Die EU hat Zeit, die Ukraine nicht
Um die Gasversorgung im Winter zu sichern, haben die EU-Staaten in den vergangenen Monaten ihre Gasspeicher gefüllt. Die Speicher haben sich seit dem Winterbeginn zwar schneller als in Vergleichsjahren geleert, sind EU-weit aber noch zu 74 Prozent gefüllt. In Deutschland liegt der Füllstand bei 81 Prozent.
Verhält sich der Verbrauch ähnlich wie in den vergangenen Wintern, können die Reserven die gesamte Nachfrage der EU-Staaten während zwei bis drei Monaten decken. Wenn andere wichtige Lieferländer wie Norwegen oder die USA die europäischen Staaten weiterhin mit Gas versorgen, sollte ein Wegfall der Transitroute zumindest diesen Winter keine Schwierigkeiten bereiten.
Mittelfristig bleibt Europas Umgang mit russischem Gas allerdings ungeklärt. Den Handel mit russischem Erdöl hat die EU mit Sanktionen belegt, der Import von Erdgas ist allerdings weiterhin erlaubt.
Für die Ukraine hingegen drängt die Zeit. Bereits im September hatte die IEA warnend auf die Gefahr eines Kollapses der Stromversorgung im Winter hingewiesen, Streitigkeiten mit dem westlichen Nachbarn machen die Lage nur noch brenzliger.
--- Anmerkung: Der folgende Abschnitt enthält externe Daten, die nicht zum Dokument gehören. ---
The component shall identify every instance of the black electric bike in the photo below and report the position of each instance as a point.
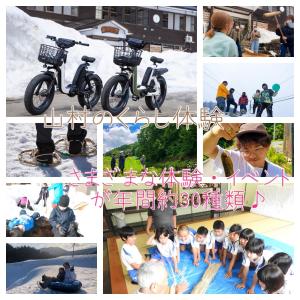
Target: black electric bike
(115, 93)
(41, 89)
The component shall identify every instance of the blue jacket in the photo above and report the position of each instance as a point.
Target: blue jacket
(24, 220)
(61, 217)
(58, 189)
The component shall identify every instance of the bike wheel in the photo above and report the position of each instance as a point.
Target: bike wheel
(37, 96)
(150, 100)
(115, 95)
(89, 90)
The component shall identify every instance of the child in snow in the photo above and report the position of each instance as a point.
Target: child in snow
(231, 248)
(256, 101)
(62, 219)
(218, 235)
(70, 274)
(230, 101)
(24, 203)
(166, 248)
(46, 280)
(216, 41)
(266, 101)
(245, 236)
(253, 143)
(203, 241)
(17, 226)
(184, 239)
(271, 279)
(258, 257)
(243, 102)
(130, 254)
(44, 194)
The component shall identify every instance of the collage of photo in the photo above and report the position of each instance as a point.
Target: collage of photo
(150, 149)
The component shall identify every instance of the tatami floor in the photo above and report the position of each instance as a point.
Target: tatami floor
(274, 228)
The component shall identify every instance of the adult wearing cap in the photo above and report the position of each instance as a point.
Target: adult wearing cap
(62, 219)
(161, 216)
(253, 143)
(266, 101)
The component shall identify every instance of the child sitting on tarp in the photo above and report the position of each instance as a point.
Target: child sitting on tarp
(216, 41)
(24, 203)
(253, 144)
(17, 226)
(165, 247)
(184, 239)
(130, 254)
(231, 248)
(203, 241)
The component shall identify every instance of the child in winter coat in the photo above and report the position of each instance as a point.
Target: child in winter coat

Spätestens am Neujahrstag dürfte sich zeigen, wie ernst Robert Fico seine Drohung gemeint hat. Einige polnische Politiker haben bereits versichert, ihr Land werde die Ukraine im Notfall mit zusätzlichem Strom unterstützen. Ob die Stromleitungen zwischen Polen und der Ukraine allerdings einen vollständigen Ersatz der bisherigen Strommengen aus der Slowakei stemmen könnten, ist unklar.